Re: Vector Space Model: New Similarity Implementation Issues

Posted by Grant Ingersoll <gs...@apache.org>.

On Feb 28, 2008, at 9:00 AM, Dharmalingam wrote:

>
> Thanks for the reply. Sorry if my explanation is not clear. Yes, you  
> are
> correct the model is based on  Salton's VSM. However, the  
> calculation of the
> term weight and the doc norm is, in my opinion, different from  
> Lucene. If
> you look at the table given in
> http://www.miislita.com/term-vector/term-vector-3.html, they  
> calcuate the
> document norm based on the weight wi=tfi*idfi. I looked at the  
> interfaces of
> Similarity and DefaultSimilairty class. I place it below:
>
> public float lengthNorm(String fieldName, int numTerms) {
>    return (float)(1.0 / Math.sqrt(numTerms));
> }
>
> You can see that this lengthNorm for a doc is quite different from  
> that
> website norm calculation.

The lengthNorm method is different from the IDF calculation.  In the  
Similarity class, that is handled by the idf() method.  Length norm is  
an attempt to address one of the limitations listed further down in  
that paper:
"Long Documents: Very long documents make similarity measures  
difficult (vectors with small dot products and high dimensionality)"

>
>
> Similarly, the querynorm interface of DefaultSimilarity class is:
>
> /** Implemented as <code>1/sqrt(sumOfSquaredWeights)</code>. */
>  public float queryNorm(float sumOfSquaredWeights) {
>    return (float)(1.0 / Math.sqrt(sumOfSquaredWeights));
>  }
>
> This is again different the website model.

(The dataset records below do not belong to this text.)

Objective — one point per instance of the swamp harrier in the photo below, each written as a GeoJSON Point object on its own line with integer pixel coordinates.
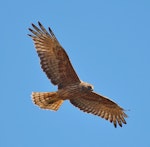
{"type": "Point", "coordinates": [58, 68]}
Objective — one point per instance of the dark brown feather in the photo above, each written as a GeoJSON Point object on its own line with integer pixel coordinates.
{"type": "Point", "coordinates": [54, 60]}
{"type": "Point", "coordinates": [101, 106]}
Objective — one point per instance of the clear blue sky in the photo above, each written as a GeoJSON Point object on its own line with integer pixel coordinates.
{"type": "Point", "coordinates": [108, 43]}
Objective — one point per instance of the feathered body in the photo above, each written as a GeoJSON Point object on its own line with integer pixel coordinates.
{"type": "Point", "coordinates": [58, 68]}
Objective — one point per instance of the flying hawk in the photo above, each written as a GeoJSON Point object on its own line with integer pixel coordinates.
{"type": "Point", "coordinates": [58, 68]}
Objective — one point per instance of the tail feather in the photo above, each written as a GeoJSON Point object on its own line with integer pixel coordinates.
{"type": "Point", "coordinates": [47, 100]}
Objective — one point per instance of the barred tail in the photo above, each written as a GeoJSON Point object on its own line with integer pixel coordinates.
{"type": "Point", "coordinates": [47, 100]}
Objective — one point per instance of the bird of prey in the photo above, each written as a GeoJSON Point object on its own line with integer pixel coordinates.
{"type": "Point", "coordinates": [58, 68]}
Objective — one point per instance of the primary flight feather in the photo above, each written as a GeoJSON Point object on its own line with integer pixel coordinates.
{"type": "Point", "coordinates": [58, 68]}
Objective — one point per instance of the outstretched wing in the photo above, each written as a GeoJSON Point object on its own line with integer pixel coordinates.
{"type": "Point", "coordinates": [54, 60]}
{"type": "Point", "coordinates": [101, 106]}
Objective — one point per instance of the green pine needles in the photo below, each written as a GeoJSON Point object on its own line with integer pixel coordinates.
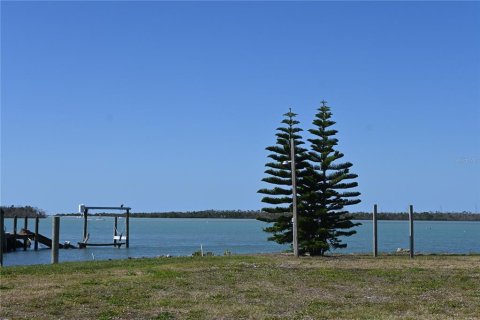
{"type": "Point", "coordinates": [323, 187]}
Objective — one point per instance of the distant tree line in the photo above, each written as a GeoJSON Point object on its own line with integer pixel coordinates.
{"type": "Point", "coordinates": [22, 212]}
{"type": "Point", "coordinates": [428, 216]}
{"type": "Point", "coordinates": [269, 217]}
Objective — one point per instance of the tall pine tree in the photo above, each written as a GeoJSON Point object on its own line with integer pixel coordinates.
{"type": "Point", "coordinates": [326, 191]}
{"type": "Point", "coordinates": [279, 174]}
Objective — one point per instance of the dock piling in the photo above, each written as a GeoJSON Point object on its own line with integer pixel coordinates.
{"type": "Point", "coordinates": [115, 225]}
{"type": "Point", "coordinates": [375, 238]}
{"type": "Point", "coordinates": [37, 221]}
{"type": "Point", "coordinates": [15, 218]}
{"type": "Point", "coordinates": [410, 217]}
{"type": "Point", "coordinates": [2, 236]}
{"type": "Point", "coordinates": [55, 238]}
{"type": "Point", "coordinates": [25, 240]}
{"type": "Point", "coordinates": [127, 221]}
{"type": "Point", "coordinates": [85, 214]}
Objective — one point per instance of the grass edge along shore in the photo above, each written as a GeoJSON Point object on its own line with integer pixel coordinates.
{"type": "Point", "coordinates": [247, 287]}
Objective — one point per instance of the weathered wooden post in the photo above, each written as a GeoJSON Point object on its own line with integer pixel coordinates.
{"type": "Point", "coordinates": [25, 240]}
{"type": "Point", "coordinates": [410, 217]}
{"type": "Point", "coordinates": [2, 236]}
{"type": "Point", "coordinates": [85, 213]}
{"type": "Point", "coordinates": [127, 242]}
{"type": "Point", "coordinates": [115, 224]}
{"type": "Point", "coordinates": [37, 221]}
{"type": "Point", "coordinates": [375, 239]}
{"type": "Point", "coordinates": [15, 218]}
{"type": "Point", "coordinates": [55, 238]}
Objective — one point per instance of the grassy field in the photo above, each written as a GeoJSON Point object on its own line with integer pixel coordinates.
{"type": "Point", "coordinates": [246, 287]}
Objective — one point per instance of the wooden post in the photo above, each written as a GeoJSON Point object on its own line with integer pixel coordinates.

Query norm is an attempt to allow for comparison of scores across  
queries, but I don't think one should do that anyway.

>
>
> I also have difficulities with tf interface of DefaultSimilarity:
> /** Implemented as <code>sqrt(freq)</code>. */
>  public float tf(float freq) {
>    return (float)Math.sqrt(freq);
>  }
>

These are all callback methods from within the Scorer classes that  
each Query uses.  Have a look at TermScorer for how these things get  
called.

Try this as an example:

Setup a really simple index with 1 or 2 docs each with a few words.   
Setup a simple Similarity class where you override all of these  
methods to return 1 (or some simple default)
and then index your documents and do a few queries.

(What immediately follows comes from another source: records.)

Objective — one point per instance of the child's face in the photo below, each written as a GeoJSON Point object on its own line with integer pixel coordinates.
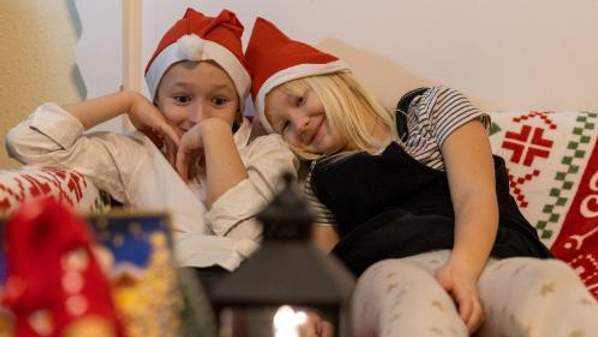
{"type": "Point", "coordinates": [191, 92]}
{"type": "Point", "coordinates": [302, 121]}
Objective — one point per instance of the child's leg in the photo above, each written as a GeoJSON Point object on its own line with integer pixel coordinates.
{"type": "Point", "coordinates": [401, 297]}
{"type": "Point", "coordinates": [535, 298]}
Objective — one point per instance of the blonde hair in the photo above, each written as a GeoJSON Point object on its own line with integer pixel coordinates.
{"type": "Point", "coordinates": [349, 108]}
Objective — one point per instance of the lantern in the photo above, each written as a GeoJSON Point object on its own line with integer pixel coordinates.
{"type": "Point", "coordinates": [287, 280]}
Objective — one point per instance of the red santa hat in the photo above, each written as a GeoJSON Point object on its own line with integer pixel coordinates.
{"type": "Point", "coordinates": [273, 59]}
{"type": "Point", "coordinates": [197, 37]}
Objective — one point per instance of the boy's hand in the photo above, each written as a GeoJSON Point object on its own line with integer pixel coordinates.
{"type": "Point", "coordinates": [190, 150]}
{"type": "Point", "coordinates": [460, 283]}
{"type": "Point", "coordinates": [316, 327]}
{"type": "Point", "coordinates": [148, 119]}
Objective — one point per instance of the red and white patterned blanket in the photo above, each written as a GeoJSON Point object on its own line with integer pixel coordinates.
{"type": "Point", "coordinates": [552, 160]}
{"type": "Point", "coordinates": [67, 186]}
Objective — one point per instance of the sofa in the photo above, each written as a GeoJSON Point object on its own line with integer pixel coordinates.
{"type": "Point", "coordinates": [552, 159]}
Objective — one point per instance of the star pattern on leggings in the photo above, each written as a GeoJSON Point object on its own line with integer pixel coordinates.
{"type": "Point", "coordinates": [546, 289]}
{"type": "Point", "coordinates": [585, 301]}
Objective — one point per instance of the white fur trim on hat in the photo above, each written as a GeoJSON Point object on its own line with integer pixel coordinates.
{"type": "Point", "coordinates": [289, 74]}
{"type": "Point", "coordinates": [191, 47]}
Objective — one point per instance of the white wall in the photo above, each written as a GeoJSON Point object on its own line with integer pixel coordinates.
{"type": "Point", "coordinates": [506, 55]}
{"type": "Point", "coordinates": [37, 43]}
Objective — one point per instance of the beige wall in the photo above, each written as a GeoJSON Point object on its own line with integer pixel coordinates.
{"type": "Point", "coordinates": [37, 40]}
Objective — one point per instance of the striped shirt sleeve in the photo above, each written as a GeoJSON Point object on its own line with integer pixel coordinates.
{"type": "Point", "coordinates": [448, 109]}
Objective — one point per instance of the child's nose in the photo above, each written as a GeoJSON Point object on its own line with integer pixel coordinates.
{"type": "Point", "coordinates": [196, 114]}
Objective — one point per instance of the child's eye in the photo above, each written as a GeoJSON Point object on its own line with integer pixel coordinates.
{"type": "Point", "coordinates": [285, 127]}
{"type": "Point", "coordinates": [299, 100]}
{"type": "Point", "coordinates": [219, 101]}
{"type": "Point", "coordinates": [182, 99]}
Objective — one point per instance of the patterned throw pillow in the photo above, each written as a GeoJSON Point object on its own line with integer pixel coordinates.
{"type": "Point", "coordinates": [552, 160]}
{"type": "Point", "coordinates": [64, 185]}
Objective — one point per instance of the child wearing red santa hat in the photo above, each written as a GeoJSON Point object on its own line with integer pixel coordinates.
{"type": "Point", "coordinates": [421, 207]}
{"type": "Point", "coordinates": [207, 169]}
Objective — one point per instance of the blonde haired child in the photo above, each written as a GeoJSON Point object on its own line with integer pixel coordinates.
{"type": "Point", "coordinates": [423, 216]}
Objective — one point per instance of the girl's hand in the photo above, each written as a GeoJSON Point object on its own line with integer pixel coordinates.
{"type": "Point", "coordinates": [148, 119]}
{"type": "Point", "coordinates": [190, 150]}
{"type": "Point", "coordinates": [460, 282]}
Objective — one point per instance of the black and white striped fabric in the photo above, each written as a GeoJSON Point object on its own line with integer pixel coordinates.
{"type": "Point", "coordinates": [431, 118]}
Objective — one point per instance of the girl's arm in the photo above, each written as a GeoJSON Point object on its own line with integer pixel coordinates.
{"type": "Point", "coordinates": [470, 169]}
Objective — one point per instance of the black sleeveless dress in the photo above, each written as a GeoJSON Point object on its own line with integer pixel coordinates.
{"type": "Point", "coordinates": [392, 206]}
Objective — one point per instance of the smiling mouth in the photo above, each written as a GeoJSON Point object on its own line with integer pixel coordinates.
{"type": "Point", "coordinates": [315, 134]}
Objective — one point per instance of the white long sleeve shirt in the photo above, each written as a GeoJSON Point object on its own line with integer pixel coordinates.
{"type": "Point", "coordinates": [135, 172]}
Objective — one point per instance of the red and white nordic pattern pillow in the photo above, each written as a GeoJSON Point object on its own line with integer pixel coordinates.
{"type": "Point", "coordinates": [67, 186]}
{"type": "Point", "coordinates": [552, 159]}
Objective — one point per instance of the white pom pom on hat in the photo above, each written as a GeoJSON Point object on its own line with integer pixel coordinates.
{"type": "Point", "coordinates": [197, 37]}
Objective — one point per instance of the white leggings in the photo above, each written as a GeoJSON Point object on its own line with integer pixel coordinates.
{"type": "Point", "coordinates": [521, 297]}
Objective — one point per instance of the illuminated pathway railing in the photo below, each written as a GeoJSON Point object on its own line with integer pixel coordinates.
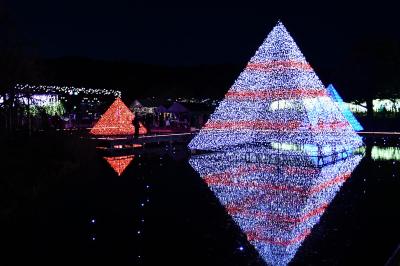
{"type": "Point", "coordinates": [275, 204]}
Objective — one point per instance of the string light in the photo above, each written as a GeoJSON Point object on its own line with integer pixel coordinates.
{"type": "Point", "coordinates": [277, 98]}
{"type": "Point", "coordinates": [344, 108]}
{"type": "Point", "coordinates": [70, 90]}
{"type": "Point", "coordinates": [117, 120]}
{"type": "Point", "coordinates": [276, 204]}
{"type": "Point", "coordinates": [119, 163]}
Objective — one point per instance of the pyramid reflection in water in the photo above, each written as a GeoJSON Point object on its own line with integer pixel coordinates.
{"type": "Point", "coordinates": [275, 203]}
{"type": "Point", "coordinates": [119, 163]}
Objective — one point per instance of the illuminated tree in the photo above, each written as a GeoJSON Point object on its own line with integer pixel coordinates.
{"type": "Point", "coordinates": [117, 120]}
{"type": "Point", "coordinates": [277, 98]}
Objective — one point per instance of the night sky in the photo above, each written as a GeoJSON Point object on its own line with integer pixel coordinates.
{"type": "Point", "coordinates": [210, 33]}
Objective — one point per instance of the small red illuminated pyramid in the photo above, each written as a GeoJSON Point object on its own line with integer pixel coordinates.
{"type": "Point", "coordinates": [119, 163]}
{"type": "Point", "coordinates": [117, 120]}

Then, have a look at Searcher.explain() to see why a document scores  
the way it does.  Then, you can work to modify from there.

Here's the bigger question:  what is your ultimate goal here?  Are you  
just trying to understand Lucene at an academic/programming level or  
do you have something you are trying to achieve in terms of relevance?

-Grant

---------------------------------------------------------------------
To unsubscribe, e-mail: java-user-unsubscribe@lucene.apache.org
For additional commands, e-mail: java-user-help@lucene.apache.org

Re: Vector Space Model: New Similarity Implementation Issues

Posted by Dharmalingam <dg...@fc-md.umd.edu>.

Thanks for the reply. Sorry if my explanation is not clear. Yes, you are
correct the model is based on  Salton's VSM. However, the calculation of the
term weight and the doc norm is, in my opinion, different from Lucene. If
you look at the table given in
http://www.miislita.com/term-vector/term-vector-3.html, they calcuate the
document norm based on the weight wi=tfi*idfi. I looked at the interfaces of
Similarity and DefaultSimilairty class. I place it below:

public float lengthNorm(String fieldName, int numTerms) {
    return (float)(1.0 / Math.sqrt(numTerms));
 }

You can see that this lengthNorm for a doc is quite different from that
website norm calculation.

Similarly, the querynorm interface of DefaultSimilarity class is:

 /** Implemented as <code>1/sqrt(sumOfSquaredWeights)</code>. */
  public float queryNorm(float sumOfSquaredWeights) {
    return (float)(1.0 / Math.sqrt(sumOfSquaredWeights));
  }

This is again different the website model.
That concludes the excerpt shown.